Attorney General David Eby is asking for Liberal leader Andrew Wilkinson’s help to obtain agreement of the previous government to waive cabinet privilege on documents related to money laundering.
In a letter sent to Wilkinson on Friday, Eby suggested the documents would help stop criminal activities at casinos.
“The information found in these documents would contribute to our efforts in finding ways to comprehensively end such criminal practices in BC casinos and throughout BC’s economy though avoiding failed measures already attempted by previous administrations,” the letter said.
“I can commit, on behalf of the government, that information from these documents would remain confidential.”
The German report, which was compiled by investigator Peter German, was commissioned by the current government to understand how far money laundering had spread in B.C. casinos.
LISTEN: Attorney General David Eby explains his request to the BC Liberals
German found widespread money laundering in gambling facilities and also suggested that criminal activity could be taking place in the real estate market, at horse tracks and in the luxury car market.
Eby said the documents would help to implement the German report’s recommendations.

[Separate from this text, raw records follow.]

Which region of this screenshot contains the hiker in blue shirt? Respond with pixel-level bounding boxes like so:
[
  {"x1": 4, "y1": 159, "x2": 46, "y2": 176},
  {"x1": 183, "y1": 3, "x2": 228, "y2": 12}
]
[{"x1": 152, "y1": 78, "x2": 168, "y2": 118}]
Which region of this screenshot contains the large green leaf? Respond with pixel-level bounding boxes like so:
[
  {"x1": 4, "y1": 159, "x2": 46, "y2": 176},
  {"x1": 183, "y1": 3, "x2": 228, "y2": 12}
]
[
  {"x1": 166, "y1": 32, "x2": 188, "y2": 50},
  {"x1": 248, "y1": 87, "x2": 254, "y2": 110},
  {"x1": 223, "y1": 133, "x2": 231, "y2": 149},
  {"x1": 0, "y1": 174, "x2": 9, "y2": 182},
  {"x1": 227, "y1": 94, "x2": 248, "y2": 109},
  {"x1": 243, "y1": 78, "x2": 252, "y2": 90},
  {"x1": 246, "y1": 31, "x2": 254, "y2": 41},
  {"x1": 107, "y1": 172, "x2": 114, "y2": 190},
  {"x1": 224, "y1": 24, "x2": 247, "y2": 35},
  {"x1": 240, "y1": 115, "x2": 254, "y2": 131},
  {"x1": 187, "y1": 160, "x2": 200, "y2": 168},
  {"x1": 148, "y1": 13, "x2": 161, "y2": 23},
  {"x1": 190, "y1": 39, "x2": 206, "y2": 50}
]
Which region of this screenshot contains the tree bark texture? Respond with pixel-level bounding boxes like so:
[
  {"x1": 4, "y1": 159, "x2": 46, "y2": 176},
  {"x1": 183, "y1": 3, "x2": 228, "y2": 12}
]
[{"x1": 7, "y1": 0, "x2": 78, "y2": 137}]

“It is our government’s desire to continue to aggressively pursue measures to counter money laundering, but to do so in a manner that does not duplicate unsuccessful efforts from previous governments,” reads the letter.
In an interview with CKNW’s Simi Sara, Eby said he expects the Liberals to turn the documents over but isn’t sure how helpful they will be.
“We don’t know what exists on gambling. To be totally blunt I don’t think anything useful exists,” said Eby
“If they don’t consent I suspect the reality is there is nothing there and they are quite embarrassed by it. I do have a hard time imagining they won’t consent.”
The government could pass a law requiring the documents to be turned over but Eby says it should not have to come to that.
“We could certainly pass a law that would hopefully give us access to this. But there is a constitutional principal around cabinet confidence, around people in cabinet being able to have open debates in a confidential way and we respect that convention. But in this regard it would be really useful to have that information,” said Eby.
Wilkinson is unavailable for comment today because he is travelling. Opposition House Leader Mary Polak released a statement calling this an ‘example of the Attorney General playing politics with a serious issue’.
“His request to release confidential cabinet documents, which was released to media before the opposition had an opportunity to review, will be given the consideration it deserves. A formal response will be made in due course and provided in writing,” said Polak.
“Instead of playing games with confidential cabinet documents, the Attorney General should focus on implementing the recommendations from the German Report and pursuing charges against those who have broken the law.”
The previous government has been widely criticized for a lack of action in cracking down on money laundering in casinos.
The former head of B.C.’s Integrated Illegal Gambling Enforcement Team (IIGET) said the Liberals didn’t crack down on money laundering in casinos because they didn’t want to disrupt the flow of money.
Fred Pinnock said the previous government were well aware of what was happening in casinos.
“Fault lies at the feet of the BC Liberals while they were in government and senior management of the RCMP in this province,” said Pinnock.
“They all knew what was going on in those casinos and racetracks. Primarily casinos, in particular, the big ones. It was wild west in those large casinos where organized criminal activity was running amok.”
LISTEN: B.C. attorney general asks BC Liberals to waive cabinet privilege on money laundering documents
Former solicitor general Rich Coleman has rejected the idea that his government was “addicted” to the casino profits.
He also rejected the notion that the government held any influence over B.C. RCMP decision-making because of the pending renewal of the provincial policing contract. The contract was ultimately renewed by the former government.
WATCH HERE: Extended interview: Former head of B.C.’s illegal gambling enforcement team had raised concerns
In responding to Pinnock’s accusations on behalf of the former government, Coleman said he was comfortable with the way he acted while in charge of the gaming file.
“The reality is what he is saying is inflammatory and it isn’t correct,” said Coleman. “The reality is that no one interfered with his ability to do his job from a political perspective.”
The Joint Integrated Gaming Investigation Team was established under the Liberals’ watch in 2015, after widespread reporting on money laundering in casinos.
That team was responsible for dealing with organized crime and money laundering such facilities.
The German report noted that the team’s establishment led to a 60-per-cent dropoff in the number of suspicious transactions reported at casinos.
German interviewed Coleman for the report and concluded that there were significant impacts from the decision to rid the province of IIGET in 2009.
“The loss of IIGET meant that the future rise of loan sharking, money laundering and organized crime in casinos, let alone illegal gaming outside of casinos, remained primarily with (BC Lottery Corp. and Gaming Policy and Enforcement Branch) to sort out,” German’s report said.